La madeleine de Mylène

Par la fenêtre s’engouffre un savoureux vent chaud. Il caresse paresseusement ma peau, la réveille en douceur, agite mes cheveux, m’appelle à ouvrir les yeux. Pourtant, je m’y refuse, je veux apprécier, rester encore sous les draps à l’odeur de lavande.

J’inspire profondément, me prélasse, m’étire en grognant presque pour me blottir juste après. Je vais attendre la deuxième sonnerie du réveil. Les minutes s’écoulent et je distingue le premier chant des oiseaux. Il résonne à mes oreilles telle une mélodie d’un autre temps. J’ai l’impression de rajeunir, de revenir en arrière, de retrouver ma chambre d’adolescente, la sécurité de la maison, mon insouciance. Je perçois presque les cigales venir apporter leur délicieuse note d’été avec cette odeur de toast grillé à faire frémir mes narines. Le goût de la marmelade, de mes doigts sucrés, des rires de ma sœur…

Il y a comme un monde sous j’accent, oublié, infini qui ressurgit. Le souffle continue de me chatouiller, je pourrais presque croire que c’est maman qui vient me réveiller tendrement, par une caresse. Et je la sens, si fébrile, mais bien là ! J’anticipe même le vacarme de la tronçonneuse ou d’un autre outil. Mon père et son bricolage bruyant du dimanche.

Je souris toute seule, je suis sûre que je vais l’entendre, ce ronronnement incessant, qui me sortait si rapidement de ma torpeur. Je m’énerverai, irai pied nu sur le carrelage brûlant de chaleur. Je lui crierai d’arrêter d’être chiant et il me répondrait qu’il a besoin d’aide. Je perçois presque sa voix égoïste venir m’ennuyer et me demander de me dépêcher.

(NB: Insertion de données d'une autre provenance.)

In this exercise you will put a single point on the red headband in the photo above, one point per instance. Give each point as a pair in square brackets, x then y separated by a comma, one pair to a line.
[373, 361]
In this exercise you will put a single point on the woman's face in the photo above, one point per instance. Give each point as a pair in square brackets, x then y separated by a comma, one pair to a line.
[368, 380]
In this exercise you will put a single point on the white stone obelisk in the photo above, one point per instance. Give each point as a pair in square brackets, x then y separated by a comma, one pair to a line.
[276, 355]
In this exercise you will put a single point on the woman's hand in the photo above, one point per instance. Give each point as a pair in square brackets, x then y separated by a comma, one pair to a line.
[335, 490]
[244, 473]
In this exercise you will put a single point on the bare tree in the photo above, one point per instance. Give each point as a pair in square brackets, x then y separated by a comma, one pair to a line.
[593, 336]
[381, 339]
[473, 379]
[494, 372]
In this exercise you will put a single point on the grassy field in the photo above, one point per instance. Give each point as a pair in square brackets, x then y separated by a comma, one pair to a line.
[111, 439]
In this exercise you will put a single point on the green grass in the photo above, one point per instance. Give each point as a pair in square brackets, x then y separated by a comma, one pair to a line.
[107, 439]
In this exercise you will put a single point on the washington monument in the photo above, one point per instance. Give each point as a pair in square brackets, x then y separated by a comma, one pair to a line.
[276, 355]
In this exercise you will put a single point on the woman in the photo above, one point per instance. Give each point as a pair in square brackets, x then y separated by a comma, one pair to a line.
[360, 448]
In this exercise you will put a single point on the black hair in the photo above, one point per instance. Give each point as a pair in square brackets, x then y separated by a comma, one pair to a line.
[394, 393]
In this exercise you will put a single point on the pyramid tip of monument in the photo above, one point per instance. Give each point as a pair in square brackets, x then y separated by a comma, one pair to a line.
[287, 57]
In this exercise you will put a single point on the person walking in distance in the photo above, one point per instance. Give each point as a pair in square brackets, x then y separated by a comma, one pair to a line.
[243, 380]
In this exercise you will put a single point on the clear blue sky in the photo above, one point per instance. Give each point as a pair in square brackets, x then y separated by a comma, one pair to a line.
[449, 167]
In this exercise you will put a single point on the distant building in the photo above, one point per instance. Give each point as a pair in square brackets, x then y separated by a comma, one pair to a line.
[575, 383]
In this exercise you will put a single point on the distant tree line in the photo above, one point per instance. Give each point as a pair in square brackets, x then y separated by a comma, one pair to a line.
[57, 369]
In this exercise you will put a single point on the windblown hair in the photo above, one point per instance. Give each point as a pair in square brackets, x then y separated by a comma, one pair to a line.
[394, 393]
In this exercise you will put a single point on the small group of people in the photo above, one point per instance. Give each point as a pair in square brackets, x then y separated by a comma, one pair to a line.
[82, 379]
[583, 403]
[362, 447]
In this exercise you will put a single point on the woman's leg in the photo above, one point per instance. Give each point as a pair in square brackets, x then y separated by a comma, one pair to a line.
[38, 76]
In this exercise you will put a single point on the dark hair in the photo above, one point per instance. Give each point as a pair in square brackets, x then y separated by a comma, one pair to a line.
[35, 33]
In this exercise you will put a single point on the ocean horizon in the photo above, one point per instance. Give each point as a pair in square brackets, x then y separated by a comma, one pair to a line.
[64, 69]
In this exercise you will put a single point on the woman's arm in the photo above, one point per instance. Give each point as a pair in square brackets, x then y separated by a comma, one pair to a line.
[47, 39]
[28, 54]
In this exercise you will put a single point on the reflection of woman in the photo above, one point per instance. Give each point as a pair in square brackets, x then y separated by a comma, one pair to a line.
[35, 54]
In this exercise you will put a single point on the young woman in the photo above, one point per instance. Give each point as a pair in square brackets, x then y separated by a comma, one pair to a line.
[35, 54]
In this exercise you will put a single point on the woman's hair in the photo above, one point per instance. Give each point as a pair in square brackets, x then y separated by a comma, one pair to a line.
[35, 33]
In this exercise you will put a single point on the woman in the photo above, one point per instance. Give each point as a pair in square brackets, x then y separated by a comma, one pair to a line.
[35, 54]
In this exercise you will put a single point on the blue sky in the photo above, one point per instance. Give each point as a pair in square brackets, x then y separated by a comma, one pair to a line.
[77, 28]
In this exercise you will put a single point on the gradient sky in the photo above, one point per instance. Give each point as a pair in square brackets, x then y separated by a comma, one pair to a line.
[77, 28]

Mon cœur s’emballe, qu’il pouvait m’agacer, mais c’était si amusant aussi d’apprendre à ses côtés. Je me revois marcher sur les épines de sapin sur le sol de pierre du jardin. J’attends encore un peu, m’imprègne des impressions, c’est comme si la maison coulait en moi. Je retrouve les imperfections, le bois de la rambarde, les escaliers… Je vais pour monter, il fait si beau, ça sent si bon la lavande et puis, là, brutalement, mon réveil sonne.

Je me redresse, la caresse de ma mère reste présente sur mes cheveux. C’est étrange, je la sens, mais elle n’est pas là. Je n’ose pas toucher ma peau de peur que la sensation disparaisse. Le soleil brille par la fenêtre, mais il n’y a pas de cigales, seulement le chant des oiseaux et cette odeur de toast grillé.

Alléchée, je me lève en me demandant si nous avons de la marmelade. J’espère sans trop y croire. J’arrive dans la cuisine, mon mari me sourit, il a fait chauffer des croissants. Ce n’est pas si mal aussi comme réveil.